We waited on the north side of the kettle for several hours. We had good communication with people inside. Rumors of beatings circulated outside the kettle, but confirmation came from within that spirits remained high. Eventually tension rose outside the kettle. The litter of empty beer cans began to fly as demonstrators got restless. I stood on the cop line for ages. Some of the folks engaging the cops were annoyingly drunk. It was slightly embarrassing. I didn't feel sorry for the cops, but I didn't feel inspired or proud either. I just stood there with legal observers, watching. Once we were pushed beyond the line of sight, we left. Friends inside were well connected to each other. They said we should go. None of my friends seemed surprised by the outcome. None complained of the results. I think they all knew what to expect.

No one excuses the police aggression that rose during the eviction of climate camp. It was completely unnecessary, particularly given joyful the nature of the action. They kept everyone kettled past the last tubes. People who thought they were just dipping into the camp for a peek were stuck very late without warm clothes. A lot of people didn't know what to expect. I assume this experience will be quite radicalizing for many of them, though I'm not entirely sure of that.

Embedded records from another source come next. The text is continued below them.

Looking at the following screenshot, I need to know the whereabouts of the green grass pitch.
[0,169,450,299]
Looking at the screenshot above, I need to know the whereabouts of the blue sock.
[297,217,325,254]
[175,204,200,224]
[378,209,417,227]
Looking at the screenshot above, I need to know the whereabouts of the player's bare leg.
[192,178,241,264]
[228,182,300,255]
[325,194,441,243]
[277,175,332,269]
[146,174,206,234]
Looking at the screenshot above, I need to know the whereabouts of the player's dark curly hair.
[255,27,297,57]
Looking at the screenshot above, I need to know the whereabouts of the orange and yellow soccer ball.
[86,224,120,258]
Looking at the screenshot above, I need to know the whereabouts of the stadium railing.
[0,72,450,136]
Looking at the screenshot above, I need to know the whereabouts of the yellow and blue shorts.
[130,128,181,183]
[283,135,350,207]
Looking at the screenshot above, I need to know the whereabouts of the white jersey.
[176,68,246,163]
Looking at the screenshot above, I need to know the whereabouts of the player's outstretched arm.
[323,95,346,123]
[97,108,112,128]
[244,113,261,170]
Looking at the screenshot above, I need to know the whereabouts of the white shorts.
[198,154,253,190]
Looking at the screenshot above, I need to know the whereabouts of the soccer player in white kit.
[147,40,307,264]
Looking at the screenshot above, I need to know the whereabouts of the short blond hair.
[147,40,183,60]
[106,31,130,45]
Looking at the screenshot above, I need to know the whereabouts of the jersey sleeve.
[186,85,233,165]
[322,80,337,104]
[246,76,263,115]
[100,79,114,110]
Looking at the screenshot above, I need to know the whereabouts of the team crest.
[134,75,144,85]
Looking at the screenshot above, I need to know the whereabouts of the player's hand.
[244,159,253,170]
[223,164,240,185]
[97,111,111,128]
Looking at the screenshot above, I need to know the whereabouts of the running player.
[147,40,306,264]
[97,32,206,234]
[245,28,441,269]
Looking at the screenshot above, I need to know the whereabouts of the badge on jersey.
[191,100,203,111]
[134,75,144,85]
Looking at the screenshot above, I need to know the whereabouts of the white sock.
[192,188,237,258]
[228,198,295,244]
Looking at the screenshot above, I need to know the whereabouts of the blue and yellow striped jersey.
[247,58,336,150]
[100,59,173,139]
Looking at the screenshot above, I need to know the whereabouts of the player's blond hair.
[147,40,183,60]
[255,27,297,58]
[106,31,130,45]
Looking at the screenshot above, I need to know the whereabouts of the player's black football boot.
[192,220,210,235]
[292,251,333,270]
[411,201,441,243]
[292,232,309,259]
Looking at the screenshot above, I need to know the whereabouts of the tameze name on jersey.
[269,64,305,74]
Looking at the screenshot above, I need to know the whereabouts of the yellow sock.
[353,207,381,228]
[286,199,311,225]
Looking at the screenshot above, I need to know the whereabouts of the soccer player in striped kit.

I've read so many accounts of the camp that attempt to separate that action from the one at Bank. I was at both and consider them part of the same movement. I reject the notion that climate camp suffered because of actions at Bank. The day progressed nearly exactly as I expected in terms of police aggression, kettles and the camp eviction. So to me it is unrealistic and unfair to blame Bank demonstrators for police violence at climate camp. Why would we expect the police to be reasonable at climate camp just because it was 'peaceful'? Almost all of the Bank demonstrators were 'peaceful'. Same with the Gaza demo's in January. Same with the demonstrations in San Francisco in solidarity with Tristan Anderson. Same with demonstrations against the wall in the West Bank. And yet there was brutality at each. Non-violent demonstrations are often attacked, exposing the brutality of the system, as is one aim of such actions.

I still see the actions on April 1st as part of one movement and encourage those that seek to divide them to think again. To look for cohesion because the bigger division is between us and the authorities, not one action and another. We set out with four themes toward a common space. We have recognized that our motivations are multiplicitous but that our goals are common. Our tactics are diverse, but our need for solidarity is broad. The organizing for G20 offered space for our differences in a way that allowed for some cohesion, some movement building that wasn't entirely predicated on the existence of an enemy. I hope we continue to occupy that space, though we've been evicted from the streets and the convergence center for now. Retaining that creative organizing space is equally important.

Fuck, I did a really bad job of keeping the discussion to the environment, away from activism. Whoops.